The Act reverses the current system which requires all claimants in a collective action to expressly ‘opt-in.’ The rationale in the past had been to avoid unmeritorious litigation and US-style class actions but more recent thinking has come down in favour of making it easier for private individuals and businesses to take enforcement action.
However, the new legislation is not a bonanza for consumers looking to hold businesses to account – it only applies to infringements of EU or UK competition law and to claims brought on or after 1 October 2015.
The Competition Appeal Tribunal (CAT) will now have jurisdiction to hear cases in all competition infringement actions not, as now, just those subsequent to a previous decision by the relevant competition authority – so-called ‘follow-on’ actions.
In order to safeguard against frivolous and vexatious litigation, the CAT will have to certify that the collective action meets a number of criteria before allowing the claim to go ahead. These include:
- The adequacy of the representative bringing the action – the CAT will only authorise a person to act as a representative if it is ‘just and reasonable’ to do so.
- The collective claims raise the same, similar or related issues of fact or laws.
- The standard costs rules will apply such that the losing party is required to pay the successful party’s costs.
- Exemplary damages cannot be awarded and damages-based agreements, where the acting law firm receives a percentage of the damages if the claim is successful, are unenforceable.
- The opt-out procedure does not extend to foreign claimants who will still need to expressly opt-in.
The new system will primarily apply to price-rigging claims such as the illegal cartel operated by Virgin Atlantic and British Airways some ten years ago in which the airlines colluded to fix air passenger fuel surcharge prices and the current freight cartel action involving BA and eleven other airlines.
It won’t apply to the vast majority of main consumer claims, says David Greene, senior partner at Edwin Coe and expert in Competition Law. “It is unlikely to benefit the very people it was brought in to assist because it only applies to anti-trust actions.”
Mr Greene says that funding is also a big issue because in the opt-out system it is impossible to know the number of potential and actual claimants. He said this could deter third party funders.
Louis Young of third-party funder Augusta Ventures disagrees. “Costs can often dwarf the size of damages especially if they aren’t managed properly. With an opt-out system adverse costs risks are minimal because you only run one claim. This is certainly not a deal-breaker,” he said.
Businesses are understandably nervous about their increased level of potential exposure under the new regime which allows the CAT to assess damages on an aggregated group basis rather than limit an award to the amount of damages claimed by each opted-in claimant and quantified on an individual basis.

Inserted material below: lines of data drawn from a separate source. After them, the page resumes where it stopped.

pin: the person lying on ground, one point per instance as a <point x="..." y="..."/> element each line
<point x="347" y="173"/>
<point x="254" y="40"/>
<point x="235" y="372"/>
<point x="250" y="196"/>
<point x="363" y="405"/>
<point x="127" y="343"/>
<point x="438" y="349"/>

This means that the damages paid by defendants could often represent more than that which is actually claimed by members of the claimant group. If this happens, the unclaimed portion doesn’t revert to the defendant – instead the new system enables the CAT to allocate any unclaimed portion of the damages to a prescribed charity or to pay these to the representative in respect of costs incurred.
Whilst the Consumer Rights Act is unlikely to make an enormous difference to competition claims, it will give consumers and small businesses more options in competition infringement cases. If the new system is successful it could have a knock-on effect with product liability cases being the next in line for opt-out collective actions. The recent VW scandal could well mark the first big test of this new regime.